Adam Smith Global Television
Adam Smith's Money World, the weekly half hour show, was broadcast on PBS from 1984 to 1997. It proved to be a pioneer and the most honored program in its area. It won an Emmy its first year on the air, for its presentation, and Mr. Goodman was nominated as Best Interviewer, against such stalwarts as Tom Brokaw, Peter Jennings, and Bill Moyers. Adam Smith's Money World won four Emmys in its run, and many Emmy nominations. Mr. Goodman won the Emmy as Best Interviewer in 1995. Adam Smith's Money World pioneered the use of bright cartoon graphics to explain dense economic material.

Adam Smith Global Television actually started as PBS specials (one time documentaries that were an hour or several half hours). In 1985, Goodman took his team to China for an essay on the Chinese consumer revolution, "From Marx to Mastercard," also broadcast throughout China with an audience of more than three hundred million. Adam Smith produced four specials from China, three from Russia, and individual programs from Poland, Hungary, Argentina, Mexico, Korea, Japan, Germany, France, and several series from the Middle East.

The specials produced by Adam Smith Global Television won the Overseas Press Club Award, the gold medal at The Flagstaff International Film Festival, and the gold medal at the Houston International Film Festival.

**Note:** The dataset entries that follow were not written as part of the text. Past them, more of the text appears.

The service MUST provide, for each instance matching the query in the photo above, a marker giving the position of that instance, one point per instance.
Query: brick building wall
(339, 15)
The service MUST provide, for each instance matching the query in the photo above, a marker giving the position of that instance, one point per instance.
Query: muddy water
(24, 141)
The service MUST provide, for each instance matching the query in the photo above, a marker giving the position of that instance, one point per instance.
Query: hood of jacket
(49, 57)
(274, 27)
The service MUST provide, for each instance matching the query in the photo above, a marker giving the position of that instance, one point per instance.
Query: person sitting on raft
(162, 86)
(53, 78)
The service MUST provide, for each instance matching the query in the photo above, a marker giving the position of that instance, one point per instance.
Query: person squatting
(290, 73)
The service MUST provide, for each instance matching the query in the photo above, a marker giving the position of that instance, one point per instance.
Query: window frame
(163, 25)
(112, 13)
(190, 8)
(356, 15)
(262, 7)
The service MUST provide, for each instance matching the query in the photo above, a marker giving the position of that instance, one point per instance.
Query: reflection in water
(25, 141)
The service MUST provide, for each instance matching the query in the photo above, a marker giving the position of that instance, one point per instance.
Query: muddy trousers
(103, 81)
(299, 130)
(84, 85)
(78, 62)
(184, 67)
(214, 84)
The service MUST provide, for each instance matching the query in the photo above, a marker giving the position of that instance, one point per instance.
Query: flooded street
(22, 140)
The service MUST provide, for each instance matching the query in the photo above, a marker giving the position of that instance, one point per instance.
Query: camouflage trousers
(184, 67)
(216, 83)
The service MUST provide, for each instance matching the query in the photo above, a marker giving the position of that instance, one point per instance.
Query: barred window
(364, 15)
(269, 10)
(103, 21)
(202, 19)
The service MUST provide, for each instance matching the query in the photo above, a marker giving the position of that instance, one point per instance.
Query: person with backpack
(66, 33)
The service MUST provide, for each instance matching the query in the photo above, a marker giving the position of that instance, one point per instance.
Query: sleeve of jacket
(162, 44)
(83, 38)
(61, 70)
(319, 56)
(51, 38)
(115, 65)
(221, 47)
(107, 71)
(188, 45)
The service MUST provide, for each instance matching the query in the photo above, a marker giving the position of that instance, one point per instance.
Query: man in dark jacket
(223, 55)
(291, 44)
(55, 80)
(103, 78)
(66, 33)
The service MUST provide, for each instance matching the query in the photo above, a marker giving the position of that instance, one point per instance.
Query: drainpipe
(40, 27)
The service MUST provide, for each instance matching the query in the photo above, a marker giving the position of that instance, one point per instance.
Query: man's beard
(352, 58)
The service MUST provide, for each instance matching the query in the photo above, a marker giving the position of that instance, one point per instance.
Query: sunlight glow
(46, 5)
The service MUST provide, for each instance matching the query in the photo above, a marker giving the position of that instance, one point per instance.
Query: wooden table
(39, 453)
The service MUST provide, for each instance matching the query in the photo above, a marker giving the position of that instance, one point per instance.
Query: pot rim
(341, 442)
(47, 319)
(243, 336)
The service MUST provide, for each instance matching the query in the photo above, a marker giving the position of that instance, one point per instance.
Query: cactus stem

Adam Smith's Money World was distributed by WNET in New York, which had copies of the tapes. The archive copies are held at the Gotlieb Archive at Boston University, and are available to journalists and scholars writing with appropriate credentials.

The specials from Adam Smith Global Television were broadcast by WPBT Channel 2 in Miami, which sold copies of the tape for a time. They are also archived at the library at Boston University.

In 1990, Adam Smith's Money World was broadcast, with a Russian track, throughout the Soviet Union, on Channel One of Soviet Television, as "Mir Finansov". (Financial World). The program continued to be broadcast for nearly three years after the breakup of the Soviet Union. It was also broadcast weekly on the English channel of Singapore Television, and on a more occasional basis in many other countries.


The international television specials were all broadcast on PBS.

Russia: Threat or Promise  WNET New York, and WPBT Miami

China Crossroads    WNET New York, and WPBT Miami

Asia Financial Crisis   WNET New York, and WPBT Miami


Adam Smith television shows are archived at The Gotlieb Archive, Boston University, 771 Commonwealth Ave, Boston, MA 02215.